「結局、夏梛さんたちには背中押されちゃいましたね…」
二人と別れて里緒菜ちゃんを学生寮へ送るとき、あの子はそうつぶやいて。
私と里緒菜ちゃん、二人で歌ったりするのが楽しくって、そしてそんなのでもファンの人が受け入れてくれるのなら、やってみていいのかも。
でも、私たちで実際に通用するのかな、ってこと以外にも、どうしても引っかかっちゃうことがあって…それはやっぱり、あんまり表に出たくないよね、ってこと。
わがまま言ってるよね、って自分でも思うけど、でもここは里緒菜ちゃんと同意見だし、何とかならないかな…。
「ん〜…多分、何とかなるんじゃないかな」
翌日、ちょっと悩んでた私に事務所で声をかけてくれた人に事情を話したところ、そんなのんびりとしたお返事。
「…って、えぇっ? センパイ、それって本当ですかっ?」
「うん、表に出たくないっていうとダンスを見てもらうのは難しいと思うけど、歌のほうは…ね?」
ちょっとびっくりしちゃう私に微笑むのは、長い黒髪にクールな雰囲気…っていうちょっと里緒菜ちゃんに通じるところのある、でも彼女より年上なのに幼いって感じもするかわいらしい声をした女の人、月宮梓センパイ。
私がセンパイ、って呼んでる様に、彼女は私にとって事務所の一番尊敬する先輩。
「う〜ん、でも歌だけって、顔も出さないってことですよね? さすがにそれは難しいんじゃ…」
「ううん、そんなことないよ。話が通れば、だけど…むったんに相談してみよっか」
むったん、というのは私たちのマネージャをしてる如月睦月さんのことなんだけど、センパイは何を考えてるのかな…?
「今日もしっかり私たちのラジオ、聴いてくれてる? まぁ、この私の声が届いてるってことは聴いてるんでしょうし…あ、ありがと」
あのラジオの収録、私は相変わらずツンデレで…ちょっと楽しい。
「ふふっ、今日はちょっとしたニュースがあるのよね、ファティシア?」
ブースの中、テーブルの向かい側にはもちろん里緒菜ちゃんがいて、やっぱり大人っぽい声でどきどきしちゃう。

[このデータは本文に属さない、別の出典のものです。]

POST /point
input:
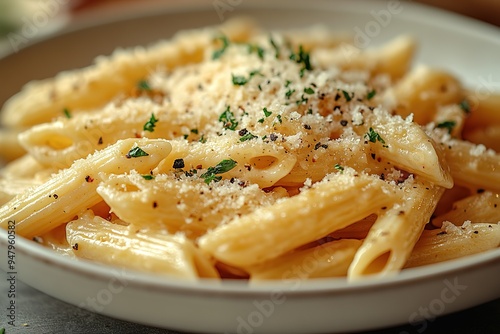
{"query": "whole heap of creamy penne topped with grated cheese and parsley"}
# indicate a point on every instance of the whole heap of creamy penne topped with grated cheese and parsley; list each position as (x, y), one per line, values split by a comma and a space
(230, 152)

「そうね、何ていってもわたしとサリサお姉さまのデュエット曲が出るんだもの、これは大ニュースよね…楽しみにしておきなさいよね?」
里緒菜ちゃんが演じるキャラクターはサリサディア、っていうんだけど、アニメの後半ではいつしかそんな呼びかたする関係になっちゃってた。
まさに美亜さんが大喜びする内容になってきた、ってわけなんだけど…とにかく、梓センパイが言ってたのはこのこと。
元々はキャラクターソングを出す企画はなかったんだけど、アニメもちょっと好評ってこともあって話が通ったみたい。
あくまでキャラソンだから私たちの顔は出ないし、でもデュエットだから里緒菜ちゃんと一緒に歌える。
ライブとかはないけど、まずはこれで学校の里緒菜ちゃんファンの子たちも納得してくれるかな…うんうん、さすがセンパイだよ。
「うふふっ、ファティシアったら、そんなににこにこして…そこまで嬉しいのね」
「んなっ…べ、別にそんなことないわよっ」
ううん、本当はとっても嬉しい…里緒菜ちゃんとまた一緒に歌えるんだから。
アニメにラジオ、さらにデュエットまでできて、この作品には感謝してもし切れない…けど、ツンデレが邪魔してこの場では素直に彼女へ想いを伝えられないのがもどかしいなぁ。
うん、この収録が終わったら、この嬉しいって気持ちを思いっきり伝えよっと。